Wakil Bupati Kabupaten Klaten Sri Mulyani (tengah) menjawab pertanyaan dari wartawan di Rumah Dinas Wakil Bupati Klaten, Jawa Tengah, Selasa (3/1/2017). ANTARA FOTO/Aloysius Jarot Nugroho/foc/17.

KLATEN – Setelah resmi ditunjuk untuk menggantikan Bupati Klaten, Sri Hartini, Wakil Bupati Klaten, Sri Mulyani siap melakukan kocok ulang Susunan Organisasi dan Tata Kerja (SOTK) 2017.

Hal itu dilakukan menyusul gagalnya pengukuhan dan pelantikan SOTK sepekan sebelumnya, lantaran Bupati Klaten Sri Hartini tertangkap tangan kasus suap promosi jabatan.

Namun sebelum melakukan kocok ulang SOTK, dirinya akan melakukan pengukuhan dan melakukan pengambilan sumpah jabatan terhadap SOTK yang lama.

Sri Mulyani mengatakan, pengukuhan tersebut dilakukan karena dirinya hanya mengajukan izin untuk melaksanakan pengukuhan kepada Kemendagri. Maka dengan kondisi tersebut, pelantikan pejabat baru ditangguhkan.

“Pengukuhan yang akan kita lakukan besok ini hanyalah pengukuhan untuk pejabat-pejabat yang menempati OPD yang sama, tidak ada pergeseran apalagi promosi,” ungkapnya.

Terkait dengan pelantikan tersebut, Sri Mulyani menegaskan,  pihaknya akan memulai dari awal lagi, yakni melalui tahapan promosi jabatan.

Menurutnya pelantikan yang akan dilakukan dalam tahap lanjutan pengisian SOTK 2017, tidak akan menggunakan formasi yang sudah dibentuk menjelang akhir 2016 lalu.

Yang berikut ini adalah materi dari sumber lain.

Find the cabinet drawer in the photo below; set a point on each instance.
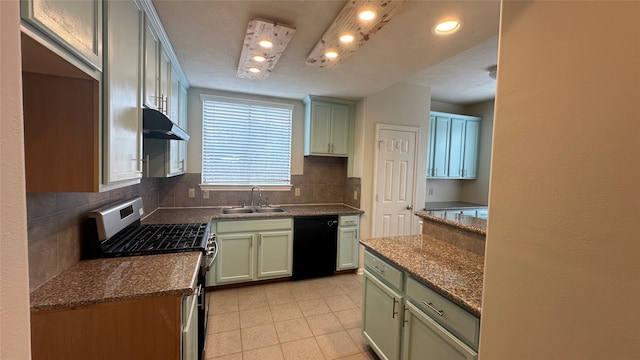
(457, 320)
(254, 225)
(383, 270)
(349, 220)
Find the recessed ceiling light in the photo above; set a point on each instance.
(447, 27)
(367, 15)
(348, 22)
(265, 44)
(346, 38)
(331, 54)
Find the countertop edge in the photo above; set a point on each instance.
(425, 215)
(458, 300)
(211, 213)
(45, 298)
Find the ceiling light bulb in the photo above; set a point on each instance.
(367, 15)
(331, 54)
(265, 44)
(346, 38)
(447, 27)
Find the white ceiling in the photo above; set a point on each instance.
(207, 37)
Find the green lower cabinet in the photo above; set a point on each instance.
(397, 324)
(251, 250)
(424, 339)
(235, 260)
(381, 317)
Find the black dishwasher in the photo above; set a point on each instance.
(315, 241)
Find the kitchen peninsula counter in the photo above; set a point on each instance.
(116, 279)
(205, 214)
(453, 272)
(455, 219)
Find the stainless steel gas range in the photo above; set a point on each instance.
(118, 232)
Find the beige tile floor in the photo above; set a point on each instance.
(315, 319)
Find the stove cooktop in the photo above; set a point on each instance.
(156, 239)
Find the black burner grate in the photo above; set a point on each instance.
(156, 238)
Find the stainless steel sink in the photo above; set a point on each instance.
(237, 211)
(251, 210)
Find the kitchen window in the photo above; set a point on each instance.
(245, 143)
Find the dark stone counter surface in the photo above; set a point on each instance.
(451, 205)
(452, 218)
(454, 273)
(206, 214)
(116, 279)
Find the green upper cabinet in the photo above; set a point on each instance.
(453, 146)
(151, 70)
(439, 146)
(328, 126)
(76, 26)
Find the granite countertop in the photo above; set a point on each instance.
(455, 219)
(451, 205)
(454, 273)
(115, 279)
(206, 214)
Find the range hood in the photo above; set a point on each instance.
(156, 125)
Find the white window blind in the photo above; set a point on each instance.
(245, 142)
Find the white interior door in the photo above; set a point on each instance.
(394, 180)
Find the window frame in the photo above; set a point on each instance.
(251, 102)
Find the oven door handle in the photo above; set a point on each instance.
(199, 292)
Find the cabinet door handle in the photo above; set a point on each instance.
(430, 306)
(404, 315)
(381, 272)
(394, 312)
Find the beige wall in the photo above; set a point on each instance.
(14, 275)
(194, 127)
(562, 276)
(477, 190)
(400, 104)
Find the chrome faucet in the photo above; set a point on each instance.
(259, 194)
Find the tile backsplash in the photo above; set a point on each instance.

“Akan kita lakukan tahapannya, melalui panitia seleksi. Mulai dari awal lagi,”imbuhnya.

Meski demikian, ia menyerahkan mekanisme tersebut kepada OPD dan Badan Pertimbangan Jabatan dan Kepangkatan (Baperjakat) yang membidangi masalah tersebut. Sri Mulyani juga mengatakan, saat ini masih menunggu rekomendasi dari Kemendagri terkait pengukuhan.

“Setelah pengukuhan selesai, baru nanti dibahas pelantikannya. Tentu akan mengajukan izin lagi untuk melakukan pelantikan,” ujarnya.